[Date Prev][Date Next][Thread Prev][Thread Next][Date Index][Thread Index]

[HTCondor-users] Determine when all jobs in a cluster have finished?

Short: I'm trying to figure out when all jobs from a job cluster have
finished so that I can do some post-processing. I can think of lots of
ways for me to code this up, but it seems like there would be some
easy way in Condor to do this - does anyone know how?

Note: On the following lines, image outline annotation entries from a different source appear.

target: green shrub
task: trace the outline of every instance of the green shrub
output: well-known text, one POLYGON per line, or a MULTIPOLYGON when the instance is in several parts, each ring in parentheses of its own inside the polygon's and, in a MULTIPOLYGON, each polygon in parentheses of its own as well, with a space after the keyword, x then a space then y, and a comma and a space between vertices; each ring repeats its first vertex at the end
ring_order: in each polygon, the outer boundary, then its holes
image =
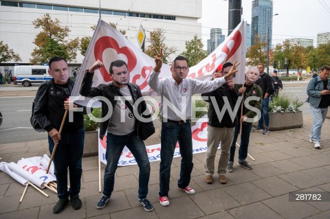
POLYGON ((270 103, 270 113, 296 112, 302 106, 303 102, 297 97, 289 96, 285 92, 280 92, 270 103))
MULTIPOLYGON (((96 118, 101 118, 102 117, 101 108, 93 108, 93 111, 91 114, 96 118)), ((85 125, 85 130, 87 132, 90 132, 90 131, 96 130, 100 126, 100 123, 93 121, 89 117, 89 114, 86 114, 86 115, 84 115, 84 125, 85 125)))

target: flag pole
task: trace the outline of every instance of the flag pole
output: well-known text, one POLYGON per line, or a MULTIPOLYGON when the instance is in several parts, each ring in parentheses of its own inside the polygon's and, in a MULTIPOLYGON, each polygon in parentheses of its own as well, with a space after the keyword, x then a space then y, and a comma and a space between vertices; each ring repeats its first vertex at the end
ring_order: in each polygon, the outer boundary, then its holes
MULTIPOLYGON (((60 124, 60 130, 58 132, 60 135, 60 132, 62 132, 62 129, 63 129, 63 125, 64 125, 64 122, 65 122, 65 118, 67 117, 67 111, 68 110, 65 111, 65 113, 64 113, 63 119, 62 119, 62 123, 60 124)), ((52 165, 52 161, 53 161, 54 154, 55 154, 55 150, 56 150, 57 145, 58 143, 55 143, 55 146, 54 146, 53 152, 52 152, 52 157, 50 157, 50 163, 48 163, 48 167, 47 168, 46 174, 48 174, 48 172, 50 172, 50 165, 52 165)))

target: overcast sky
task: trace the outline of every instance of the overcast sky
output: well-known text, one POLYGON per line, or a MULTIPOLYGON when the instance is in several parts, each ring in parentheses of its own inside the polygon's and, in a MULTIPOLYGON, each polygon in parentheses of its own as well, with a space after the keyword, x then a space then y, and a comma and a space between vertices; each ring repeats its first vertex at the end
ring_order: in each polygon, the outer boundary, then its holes
MULTIPOLYGON (((242 19, 251 24, 252 0, 241 0, 242 19)), ((330 0, 274 0, 273 45, 289 38, 314 40, 318 33, 330 32, 330 0)), ((202 39, 206 45, 211 28, 221 28, 228 34, 228 1, 202 0, 202 39)))

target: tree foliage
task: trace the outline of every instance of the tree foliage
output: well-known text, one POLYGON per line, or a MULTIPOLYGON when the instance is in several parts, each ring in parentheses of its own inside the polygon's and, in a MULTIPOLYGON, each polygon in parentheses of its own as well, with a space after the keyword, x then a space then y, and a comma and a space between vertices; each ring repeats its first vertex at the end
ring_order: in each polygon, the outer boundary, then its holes
POLYGON ((258 63, 267 63, 267 52, 265 47, 265 41, 262 41, 258 36, 254 38, 254 45, 250 47, 246 53, 247 65, 257 65, 258 63))
MULTIPOLYGON (((117 25, 114 23, 109 23, 110 25, 117 30, 117 25)), ((93 25, 91 27, 91 29, 94 31, 95 29, 96 28, 96 25, 93 25)), ((122 33, 122 35, 125 36, 126 35, 126 30, 118 30, 120 33, 122 33)), ((91 36, 85 36, 82 37, 80 40, 80 54, 82 56, 86 55, 86 52, 87 51, 87 48, 88 46, 89 45, 89 43, 91 42, 91 36)))
POLYGON ((36 45, 32 53, 32 64, 47 62, 54 56, 61 56, 67 62, 73 61, 77 56, 79 39, 69 41, 70 30, 68 27, 61 27, 58 19, 52 20, 49 14, 33 21, 35 29, 42 30, 33 42, 36 45))
POLYGON ((167 58, 171 54, 175 53, 177 49, 175 47, 169 47, 164 43, 166 39, 165 31, 162 28, 157 28, 154 31, 150 32, 150 38, 147 39, 147 42, 150 43, 144 53, 150 57, 155 57, 156 54, 154 49, 157 51, 160 50, 160 47, 163 48, 163 62, 168 63, 167 58))
POLYGON ((12 49, 9 49, 7 44, 3 44, 3 41, 0 41, 0 63, 6 62, 10 60, 19 62, 22 60, 19 55, 15 54, 12 49))
POLYGON ((191 41, 186 41, 186 51, 182 55, 187 58, 188 66, 194 66, 208 56, 208 52, 203 50, 201 39, 195 35, 191 41))

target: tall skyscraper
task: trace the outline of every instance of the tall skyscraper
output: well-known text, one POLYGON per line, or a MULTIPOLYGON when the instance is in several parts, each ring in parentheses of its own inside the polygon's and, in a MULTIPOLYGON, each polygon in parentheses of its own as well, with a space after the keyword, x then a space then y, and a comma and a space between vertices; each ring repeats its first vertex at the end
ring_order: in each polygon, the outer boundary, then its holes
POLYGON ((210 44, 208 41, 208 51, 210 54, 225 41, 225 35, 222 34, 221 28, 212 28, 210 44))
MULTIPOLYGON (((269 47, 272 48, 273 33, 273 1, 252 1, 252 17, 251 24, 251 45, 254 45, 256 36, 261 42, 267 41, 269 37, 269 47)), ((265 48, 265 51, 267 48, 265 48)))

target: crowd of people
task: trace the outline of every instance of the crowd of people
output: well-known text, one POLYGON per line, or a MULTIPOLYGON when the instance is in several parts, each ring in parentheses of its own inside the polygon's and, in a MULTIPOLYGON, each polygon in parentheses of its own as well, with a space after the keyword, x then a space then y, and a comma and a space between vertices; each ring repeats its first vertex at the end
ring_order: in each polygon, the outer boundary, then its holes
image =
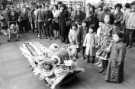
MULTIPOLYGON (((77 46, 77 54, 106 72, 108 82, 122 82, 126 48, 133 47, 135 2, 114 7, 67 7, 42 3, 34 7, 10 6, 1 17, 1 29, 16 37, 33 32, 40 39, 60 39, 77 46), (13 30, 13 32, 12 32, 13 30)), ((78 58, 79 56, 76 55, 78 58)))

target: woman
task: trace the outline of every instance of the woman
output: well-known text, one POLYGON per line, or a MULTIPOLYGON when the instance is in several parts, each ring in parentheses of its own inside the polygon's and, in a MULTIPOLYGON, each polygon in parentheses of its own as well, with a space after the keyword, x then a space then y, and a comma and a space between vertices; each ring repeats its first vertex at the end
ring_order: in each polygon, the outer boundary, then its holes
POLYGON ((108 82, 121 83, 124 75, 124 59, 126 55, 126 45, 123 43, 123 34, 116 32, 113 34, 113 43, 110 49, 109 64, 105 80, 108 82))
POLYGON ((99 45, 98 46, 99 49, 96 53, 97 54, 96 56, 98 57, 99 60, 96 63, 96 65, 101 68, 99 73, 104 72, 104 70, 107 67, 108 54, 104 53, 104 49, 106 47, 108 47, 108 45, 110 44, 110 41, 111 41, 111 36, 112 36, 113 29, 114 29, 114 26, 112 24, 113 24, 113 16, 111 14, 105 14, 104 23, 99 24, 100 27, 97 31, 97 36, 99 38, 97 43, 99 45))

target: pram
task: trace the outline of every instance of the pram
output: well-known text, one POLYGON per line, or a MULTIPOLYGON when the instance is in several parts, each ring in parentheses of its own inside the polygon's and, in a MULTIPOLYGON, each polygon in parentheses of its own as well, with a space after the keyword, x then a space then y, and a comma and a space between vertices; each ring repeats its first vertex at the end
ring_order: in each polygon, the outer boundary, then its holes
POLYGON ((44 80, 51 89, 55 89, 63 81, 68 82, 67 77, 73 78, 84 71, 69 57, 67 48, 57 47, 57 51, 54 51, 53 47, 49 48, 39 42, 26 42, 20 49, 32 66, 34 74, 44 80))

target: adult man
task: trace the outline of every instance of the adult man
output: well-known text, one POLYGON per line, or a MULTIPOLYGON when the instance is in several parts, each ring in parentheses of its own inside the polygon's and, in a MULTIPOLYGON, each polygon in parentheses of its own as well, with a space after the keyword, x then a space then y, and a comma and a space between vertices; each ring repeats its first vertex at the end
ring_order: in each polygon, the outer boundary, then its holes
POLYGON ((126 32, 127 32, 127 46, 131 48, 133 46, 133 33, 135 31, 135 1, 131 3, 131 12, 129 13, 126 21, 126 32))
POLYGON ((44 20, 45 20, 45 14, 43 8, 42 5, 39 5, 39 9, 37 11, 37 16, 36 16, 39 38, 42 38, 44 36, 44 20))
POLYGON ((45 32, 47 38, 49 37, 52 39, 53 37, 53 28, 52 28, 52 19, 53 19, 53 13, 50 10, 49 5, 46 4, 45 6, 46 11, 45 11, 45 32))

Long: I have a single Java master task (that is also a Condor job,
though that's not relevant) that does a large DB query then splits the
results into chunks and submits each chunk to Condor as a job via one
ClassAd so they all have the same Cluster id. These jobs are all Java
worker jobs that call various tools to process the data. I have all of
the output for each worker cluster going to a single directory so it's
easy to keep them together and know what output is from which run. As
I said above, I can think of a bunch of ways I could code up a
solution but it seems like Condor might have a way to tell if a
Cluster of jobs has finished or not.  Does anyone know if Condor does
have a way to do this?

UPDATE: while typing this email up I found:
condor_q <cluster>
which might work. When I submit the one big worker job, I capture the
output from condor_submit and I can parse out the id from that "X
job(s) submitted to cluster Y".  Then, after I submit the job, I can
condor_q Y
periodically until it tells me no more jobs are in the q.
or I could call
condor_q Y |grep Y
until I get nothing back.

Does this sounds right/make sense? is there an easier way to do this?
My way seems kind of hacky though I think it should work.